A sus 86 años, su experiencia no solo lo ha hecho conocedor de los secretos del campo, también le ha enseñado a esconder la verdad entre las palabras. Puede recitar las propiedades de la ruda y del romero, de igual manera que repentiza un dicho para explicar los significados del trabajo, el amor o de cualquier sentimiento o situación importantes.

Su padre, un hombre de carácter recio, no solo le enseñó a gastarse las manos trabajando, sino que también le legó una marca imborrable: su nombre.

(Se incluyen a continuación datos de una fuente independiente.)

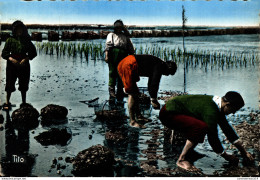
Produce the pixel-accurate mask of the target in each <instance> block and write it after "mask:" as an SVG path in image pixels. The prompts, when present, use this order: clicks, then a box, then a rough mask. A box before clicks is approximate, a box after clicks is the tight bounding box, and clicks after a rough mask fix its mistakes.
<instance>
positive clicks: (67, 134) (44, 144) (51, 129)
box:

Para diferenciarlos, la familia comenzó a llamar Tocayo a Pablo Emilio Atehortúa hijo, y para que no cupiera la menor duda, complementó el apodo con un rasgo que no permitía discusión: Negro.

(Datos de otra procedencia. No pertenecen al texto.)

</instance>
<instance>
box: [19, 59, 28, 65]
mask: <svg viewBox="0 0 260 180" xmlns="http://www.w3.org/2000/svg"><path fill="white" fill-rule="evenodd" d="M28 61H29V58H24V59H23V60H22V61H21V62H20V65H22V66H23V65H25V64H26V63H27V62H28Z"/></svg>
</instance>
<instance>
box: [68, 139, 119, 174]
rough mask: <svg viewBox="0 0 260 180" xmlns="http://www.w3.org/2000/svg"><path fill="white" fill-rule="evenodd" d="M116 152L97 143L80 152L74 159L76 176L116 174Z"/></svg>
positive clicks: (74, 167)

Así, Tocayo Negro recibió orgulloso su nuevo bautizo, pues ese nombre de leyenda que lo acompaña hasta ahora, le recuerda todo el tiempo sus raíces. Negro a mucho honor, con la memoria de las largas jornadas en la piel y los pies acostumbrados a pisar descalzos todos los caminos.

Silletero de oficio, de esos que se ciñeron un cargador en la frente para salir a vender lo que producía el campo, de esos que irrumpían en la oscuridad de las trochas mientras desafiaban por horas los filos que los separaban de Medellín. De los que andaban a pie limpio por la plaza de Guayaquil ofreciendo sus flores; aquellos que intercambiaban dinero por mercado y se lo montaban de nuevo en la espalda para deshacer los pasos hasta llegar al hogar. De esos cuyos únicos desfiles han sido por las faldas de las montañas.

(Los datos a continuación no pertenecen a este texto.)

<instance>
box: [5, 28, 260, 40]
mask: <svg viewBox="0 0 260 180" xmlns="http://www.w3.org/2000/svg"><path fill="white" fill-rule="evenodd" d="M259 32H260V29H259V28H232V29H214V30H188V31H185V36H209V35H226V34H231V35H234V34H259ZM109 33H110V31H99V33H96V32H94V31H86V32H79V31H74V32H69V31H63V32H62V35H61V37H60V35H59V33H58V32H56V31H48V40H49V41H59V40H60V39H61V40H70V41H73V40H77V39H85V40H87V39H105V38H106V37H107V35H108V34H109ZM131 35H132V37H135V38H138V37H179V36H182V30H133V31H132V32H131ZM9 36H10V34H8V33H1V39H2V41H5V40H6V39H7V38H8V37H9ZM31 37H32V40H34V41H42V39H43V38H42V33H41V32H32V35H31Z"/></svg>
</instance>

Para “tener las cosas bien tenidas” tuvo que trabajar duro. Cuidó su tierra sin afán y vio crecer flores de todos los tipos, estrellas de belén, margaritas, claveles. Por esos campos de la vereda San Miguel, en Guarne, también corrieron sus hijos y supo construir una familia al lado de su esposa, Carmen Rosa, una mujer trabajadora y alegre que permaneció a su lado hasta hace muy poco.

Y aunque prefiere no recordar para no ahondar en ausencias, la añoranza no puede ocultarse entre las sonrisas. Este hombre, que observa con picardía a los oyentes que tratan de desenredar sus dichos, entrega en cada palabra lo que conoce del mundo.

Él que ha sabido cómo hacer los surcos, que ha visto la generosidad del campo, que ha palpado cada tramo de los caminos, que ha conocido el amor, el esfuerzo y la dureza… Que, en suma, ha sabido cultivar la sabiduría de la tradición campesina.